Apr 12, 2012

Filtering


This section introduces filtering and covers the following topics:
Ø  PushbackInputStream
Ø  PushbackReader
Ø  LineNumberReader
Ø  PrintWriter


What is filtering?
         Use filtering to read or write a subset of data from a much larger input or output stream. The filtering can be independent of the data format (for example, you need to count the number of items in the list) or can be directly related to the data format (for example, you need to get all data in a certain row of a table). You attach a filter stream to an input or output stream to filter the data.
FilterInputStream and FilterOutputStream filter input and output bytes. When a FilterInputStream is created, an InputStream is specified for it to filter. Similarly, you specify an OutputStream to be filtered when you create a FilterOutputStream. They wrap around existing InputStream or OutputStream to provide buffering, checksumming, and so on.
For character I/O, we have the abstract classes FilterWriter and FilterReader. FilterReader acts as a superclass for character input streams that read data from some other character input stream, filter it, and then return the filtered data when its own read() methods are called. FilterWriter is for character output streams that filter data written to them before writing it to some other character output stream.


Pushback
         You use PushbackInputStream to implement a one-byte pushback buffer or a pushback buffer of a specified length. It can be used to parse data.When would you use this?
Sometimes when you read a byte from an InputStream , it signifies the start of a new block of data (for example, a new token). You might say, "I have read this byte, but I really cannot deal with it at this time. I want to push it back on the InputStream . When I come back later to read the InputStream , I want to get that same byte again."
You push the byte back onto the stream with the unread() method.

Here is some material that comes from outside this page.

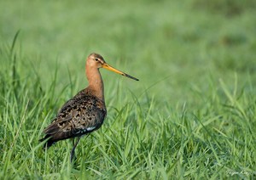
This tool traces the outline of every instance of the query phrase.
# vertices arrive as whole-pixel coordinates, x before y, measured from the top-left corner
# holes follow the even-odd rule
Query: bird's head
[[[87,58],[87,61],[86,61],[86,66],[88,66],[89,68],[104,68],[104,69],[107,69],[108,70],[111,70],[111,71],[113,71],[115,73],[118,73],[119,75],[122,75],[124,76],[126,76],[126,77],[129,77],[131,79],[133,79],[133,80],[136,80],[136,81],[138,81],[138,79],[130,76],[130,75],[127,75],[126,73],[125,72],[122,72],[112,66],[110,66],[109,65],[108,65],[106,63],[106,61],[104,60],[103,57],[101,56],[100,54],[98,53],[90,53],[88,58]]]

When you read it again, you will read the data you unread before. You can unread() a single byte, an array of bytes, or an array of  bytes with an offset and a length.
If you are reading characters, you can push back a character instead of a byte. You use PushbackReader , which works just like the PushbackInputStream.Use the unread() methods to  unread a single character, an array of characters, or an array of characters with an offset and a length.


LineNumberReader versus LineNumberInputStream
           A LineNumberReader is a character input stream that keeps track of the number of lines of text that have been read from it. A line is considered terminated by a new line (\n), a carriage return ), or a carriage return followed by a linefeed. The readLine() method returns all the characters in the line without the terminator. The getLineNumber() method returns the number of lines that have been read.
If, for some reason, you want to reset the line number, you can do that with setLineNumber() and start the line count again from that point. LineNumberInputStream also keeps track of the number of lines of data that have been read, but this class was deprecated in Java 1.1 because it reads bytes rather than characters. LineNumberReader was introduced, which reads characters.  

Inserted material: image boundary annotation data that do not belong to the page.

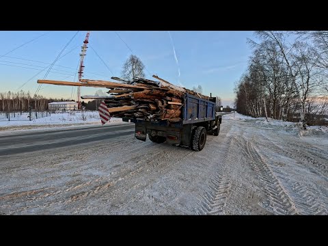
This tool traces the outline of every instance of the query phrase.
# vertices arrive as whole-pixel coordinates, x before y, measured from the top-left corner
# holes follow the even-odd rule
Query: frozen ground
[[[44,114],[45,115],[45,113]],[[28,115],[27,113],[23,113],[21,115],[20,113],[16,113],[15,118],[12,115],[10,117],[10,121],[8,121],[4,113],[1,114],[0,131],[33,128],[43,130],[49,127],[75,125],[101,125],[98,111],[51,113],[50,116],[48,114],[48,117],[41,117],[41,113],[38,113],[38,119],[36,118],[35,112],[32,112],[31,121],[27,118]],[[118,124],[122,122],[122,119],[112,118],[110,122],[107,124]]]
[[[128,123],[0,135],[0,213],[328,215],[327,128],[234,116],[201,152]]]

PrintStream versus PrintWriter
     PrintStream is used to output Java data as text. It implements a number of methods for displaying textual representation of Java primitive data types.
You've probably used a PrintStream object since your earliest Java programming days. System.out is a PrintStream object. Probably everyone has used that for debugging! That being said, PrintStream has been superseded by PrintWriter in Java 1.1. The constructors of this class have been deprecated, but the class itself has not because it is still used by the System.out and System.err standard output streams.
The methods in PrintStream and PrintWriter are very similar. PrintWriter does not have methods for writing raw bytes, which PrintStream has.


Flushing
        Both the PrintStream and PrintWriter classes employ flushing, which moves data from the internal buffers to the output stream. Flushing is employed in two ways:
·       Automatic flushing, which says when you call println you get flushing
·        Without automatic flushing, which says flushing occurs only when the flush() method is called.
 With the PrintStream class, if a new-line character was written, the output is flushed. With the println() method is invoked. The println() methods of PrintWriter use the System property line.separator instead of the new-line ( \n) character that PrintStream uses.


PrintWriter process
        Let's look at the whole process.You can give the PrintWriter constructor a Writer or you can give it an OutputStream.With the latter, an OutputStreamWriter is transparently created, which performs the conversion for characters to bytes using the default character encoding.
You can choose one of the two flushing options: with autoflush or without. You can print integers, Strings, and characters without a new line with the print()methods and with a new line with the println()methods.